Evening Grosbeaks, which are cleaning me out of about 5 pounds of sunflower seeds every day now, were migrating past in good numbers–I counted 321. A couple of Eastern Kingbirds went past–these northern insect eaters go down to the tropics to eat fruit all winter, apparently believing a balanced diet is achieved over a year, not a day. Two loons hurried by, almost leaving their feet behind them. Migrating Cliff Swallows were tricky—there were 7 swallows that stayed around the old pumphouse building, flying out every now and then but pulling back like avian yo-yos. Whenever I saw swallows fly past, I had to keep track of them to determine whether they were truly migrants or were just the 7 on a short feeding flight.

To the unpracticed eye, a merlin went past every 10 minutes or so—but not one could be counted since they were all the same individual. There’s a Merlin nest somewhere in the trees behind us, and the male brought kills in every little while, or just checked in, both adults noisily proclaiming their presence. I didn’t see them make any kills–the resident birds near a Merlin nest are pretty wary, and the migrants were moving in dense flocks–but the male apparently knew of better hunting grounds elsewhere because he brought in three birds while I watched him.

One lone Solitary Sandpiper alighted on the brick wall only about 20 feet from me, and added me to his list before heading on. A couple of unidentified shorebirds also winged past, and a total of 5 warblers. Birders consider warblers and shorebirds to be the most common August migrants, because those are the species we see in trees or ponds this time of year, but in reality other migrants are at least as common.
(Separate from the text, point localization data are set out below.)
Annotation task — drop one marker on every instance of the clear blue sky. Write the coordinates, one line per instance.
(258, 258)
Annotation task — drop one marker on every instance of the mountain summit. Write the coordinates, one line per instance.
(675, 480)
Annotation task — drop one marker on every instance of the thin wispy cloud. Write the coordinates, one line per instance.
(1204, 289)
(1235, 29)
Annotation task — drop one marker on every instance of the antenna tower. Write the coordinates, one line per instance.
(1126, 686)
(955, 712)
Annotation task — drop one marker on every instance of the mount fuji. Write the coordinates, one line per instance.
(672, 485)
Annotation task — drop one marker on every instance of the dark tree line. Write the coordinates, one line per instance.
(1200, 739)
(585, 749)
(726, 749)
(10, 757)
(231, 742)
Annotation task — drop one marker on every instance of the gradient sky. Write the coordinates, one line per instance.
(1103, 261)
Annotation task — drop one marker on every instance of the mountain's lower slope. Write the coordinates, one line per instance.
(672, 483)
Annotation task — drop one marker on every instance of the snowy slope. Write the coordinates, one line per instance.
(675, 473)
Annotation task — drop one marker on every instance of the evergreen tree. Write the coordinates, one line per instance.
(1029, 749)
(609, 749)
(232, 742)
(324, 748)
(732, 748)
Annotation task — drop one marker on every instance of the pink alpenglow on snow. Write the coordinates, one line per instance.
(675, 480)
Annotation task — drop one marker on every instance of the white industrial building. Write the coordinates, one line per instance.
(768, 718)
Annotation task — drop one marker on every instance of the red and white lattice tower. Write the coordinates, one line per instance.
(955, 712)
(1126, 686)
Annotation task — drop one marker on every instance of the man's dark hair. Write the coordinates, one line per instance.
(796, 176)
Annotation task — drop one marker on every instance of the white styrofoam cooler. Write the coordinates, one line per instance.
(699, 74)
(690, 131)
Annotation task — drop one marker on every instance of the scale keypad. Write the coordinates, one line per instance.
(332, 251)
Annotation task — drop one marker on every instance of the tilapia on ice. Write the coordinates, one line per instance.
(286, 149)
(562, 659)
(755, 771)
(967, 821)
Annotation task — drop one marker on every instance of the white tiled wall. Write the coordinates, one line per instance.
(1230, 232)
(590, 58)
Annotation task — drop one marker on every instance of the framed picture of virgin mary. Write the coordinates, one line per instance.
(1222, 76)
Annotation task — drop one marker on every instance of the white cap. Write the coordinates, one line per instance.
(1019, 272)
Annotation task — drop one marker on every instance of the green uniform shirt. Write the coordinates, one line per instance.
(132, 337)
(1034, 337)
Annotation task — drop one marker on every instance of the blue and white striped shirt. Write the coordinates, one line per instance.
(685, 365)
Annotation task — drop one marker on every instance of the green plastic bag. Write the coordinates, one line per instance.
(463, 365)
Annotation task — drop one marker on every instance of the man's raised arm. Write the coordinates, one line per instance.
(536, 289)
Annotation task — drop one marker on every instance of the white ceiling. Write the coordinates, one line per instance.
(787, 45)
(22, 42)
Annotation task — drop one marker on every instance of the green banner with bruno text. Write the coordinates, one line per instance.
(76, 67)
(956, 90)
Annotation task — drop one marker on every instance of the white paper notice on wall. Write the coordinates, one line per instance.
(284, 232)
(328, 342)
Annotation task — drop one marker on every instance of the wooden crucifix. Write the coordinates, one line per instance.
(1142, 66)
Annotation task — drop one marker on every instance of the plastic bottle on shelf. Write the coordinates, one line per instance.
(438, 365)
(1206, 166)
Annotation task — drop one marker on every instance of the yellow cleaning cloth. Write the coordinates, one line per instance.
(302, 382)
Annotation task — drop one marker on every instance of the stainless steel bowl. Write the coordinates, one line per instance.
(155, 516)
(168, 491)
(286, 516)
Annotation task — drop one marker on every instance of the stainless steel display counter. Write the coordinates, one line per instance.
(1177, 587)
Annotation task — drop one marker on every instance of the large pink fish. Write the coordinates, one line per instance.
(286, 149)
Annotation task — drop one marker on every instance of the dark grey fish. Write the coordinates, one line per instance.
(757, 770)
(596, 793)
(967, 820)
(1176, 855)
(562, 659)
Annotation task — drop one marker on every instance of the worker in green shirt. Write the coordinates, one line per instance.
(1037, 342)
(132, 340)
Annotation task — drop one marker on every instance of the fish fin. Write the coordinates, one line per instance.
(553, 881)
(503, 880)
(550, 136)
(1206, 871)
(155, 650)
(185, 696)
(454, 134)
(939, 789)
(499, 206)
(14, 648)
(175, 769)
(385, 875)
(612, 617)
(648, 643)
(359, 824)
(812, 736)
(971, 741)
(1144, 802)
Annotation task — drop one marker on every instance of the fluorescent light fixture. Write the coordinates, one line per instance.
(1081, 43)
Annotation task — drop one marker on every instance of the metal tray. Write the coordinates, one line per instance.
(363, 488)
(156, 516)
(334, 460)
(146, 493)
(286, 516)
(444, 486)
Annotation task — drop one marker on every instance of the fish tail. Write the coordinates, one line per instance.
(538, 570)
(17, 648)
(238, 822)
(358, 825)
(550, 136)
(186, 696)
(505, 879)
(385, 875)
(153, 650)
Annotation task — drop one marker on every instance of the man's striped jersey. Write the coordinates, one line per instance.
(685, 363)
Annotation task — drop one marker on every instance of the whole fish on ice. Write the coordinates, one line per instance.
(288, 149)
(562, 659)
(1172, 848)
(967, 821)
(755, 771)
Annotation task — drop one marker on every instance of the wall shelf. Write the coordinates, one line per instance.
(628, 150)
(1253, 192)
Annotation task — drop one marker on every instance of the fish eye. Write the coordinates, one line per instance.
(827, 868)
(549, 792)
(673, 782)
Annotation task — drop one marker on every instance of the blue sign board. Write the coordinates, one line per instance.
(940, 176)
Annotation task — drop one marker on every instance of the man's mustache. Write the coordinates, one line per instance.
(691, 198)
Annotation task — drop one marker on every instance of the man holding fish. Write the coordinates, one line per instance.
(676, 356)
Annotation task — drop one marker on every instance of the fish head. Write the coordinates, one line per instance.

It wasn’t until we started watching the movement of birds along the shore that we realized how early finches migrate–like the 8 crossbills that flew over me in a flock.

There are more than just migrants over the Lakewood Pumping Station–Saturday I counted 104 resident birds–some skulking in the trees and shrubs beneath our counting area, and some, like the swallows and merlins, flying out conspicuously and making it hard to tell which were migrants and which residents. I counted the 69 gulls that flew over as residents–they moved along the shore in the right direction like migrants, but were all probably headed to the dump for breakfast. Counting migrants is an inexact science, but we do as well as we can.

If you’re ever headed up the shore on a weekend morning and see someone in a red hat up on the pumping station wall, honk and wave–or stop and visit a bit. Migration is far more interesting in person than it is on the radio.

(Recording of a Pine Siskin)

This is Laura Erickson, and this program has been “For the Birds.”